Try a Sample

​​All              for wonder,
                         wonder for all.

The summer of 2022—enter, a husky breath after one
held in groundhog days at the false alarm end. When
we came up for blue skies we chased again objects so shiny
we were blinded, moved so furiously we became tangled up
in the haze of the wild web someone out there made.
We granted ourselves the amazing grace of a wider lens,
saw awe square in the eye as cohorts of us dangled
with six feet of space, fingertip to fingertip,
mundane magic on tap,
tap,
tap
dripping from a faucet shooting the gas that lit
the periwinkle skies cradling us in the illusion of safety,
the same gas that made the pink of my mother’s womb
and the violet rays killing me by flesh softly yet so brutally.
You are made of stardust—a once-brilliant footprint, but now?
It’s been a while; I’ve evolved into an iteration of rearranged atoms
in need of a motivational quote.
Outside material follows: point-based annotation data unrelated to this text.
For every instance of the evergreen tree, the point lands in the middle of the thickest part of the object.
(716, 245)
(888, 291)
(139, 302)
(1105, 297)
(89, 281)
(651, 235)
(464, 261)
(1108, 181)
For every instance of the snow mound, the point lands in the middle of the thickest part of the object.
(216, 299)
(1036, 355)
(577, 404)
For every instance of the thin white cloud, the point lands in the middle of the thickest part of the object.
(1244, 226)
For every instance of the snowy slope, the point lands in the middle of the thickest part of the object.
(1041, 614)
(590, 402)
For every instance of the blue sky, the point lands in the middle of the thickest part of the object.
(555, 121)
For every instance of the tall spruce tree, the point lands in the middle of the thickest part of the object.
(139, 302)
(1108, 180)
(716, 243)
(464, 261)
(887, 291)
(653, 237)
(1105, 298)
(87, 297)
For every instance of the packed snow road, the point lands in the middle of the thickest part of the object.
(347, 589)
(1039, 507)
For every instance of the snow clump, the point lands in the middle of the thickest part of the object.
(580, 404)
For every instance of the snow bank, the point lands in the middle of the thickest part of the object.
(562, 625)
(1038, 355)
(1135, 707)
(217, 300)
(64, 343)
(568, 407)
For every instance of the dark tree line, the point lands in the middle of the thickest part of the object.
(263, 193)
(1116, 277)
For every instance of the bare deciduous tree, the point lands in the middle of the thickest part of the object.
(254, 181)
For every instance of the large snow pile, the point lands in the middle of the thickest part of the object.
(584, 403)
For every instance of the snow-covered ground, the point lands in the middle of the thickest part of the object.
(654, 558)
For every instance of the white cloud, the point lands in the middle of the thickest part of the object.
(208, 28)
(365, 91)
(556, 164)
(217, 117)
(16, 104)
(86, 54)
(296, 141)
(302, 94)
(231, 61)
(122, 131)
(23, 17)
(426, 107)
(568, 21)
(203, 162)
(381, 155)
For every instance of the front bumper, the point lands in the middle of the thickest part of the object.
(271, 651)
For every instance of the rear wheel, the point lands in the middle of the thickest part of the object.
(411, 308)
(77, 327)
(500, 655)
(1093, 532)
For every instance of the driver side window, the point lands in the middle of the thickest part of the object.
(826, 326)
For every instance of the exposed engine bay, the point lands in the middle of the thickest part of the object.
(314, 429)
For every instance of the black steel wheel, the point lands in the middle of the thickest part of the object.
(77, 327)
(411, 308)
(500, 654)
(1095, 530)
Did the big bang say to itself:
just do it? Did it know that one day it’d be capable of all of this?
Gravity fades undetected as I look up, see shifting monuments of
universal decay, some so far away they’re already gone, a chamber
of inescapable doom, luring us in with the silent echoes of
itty bittiness. Truth was on the tip of my tongue and
I realize, on my way to the unknowable finish line,
in a race no one signed up for, with no prize,
no consolation, but to be a witness to each rise:
You, my wonder, are still on your first lap.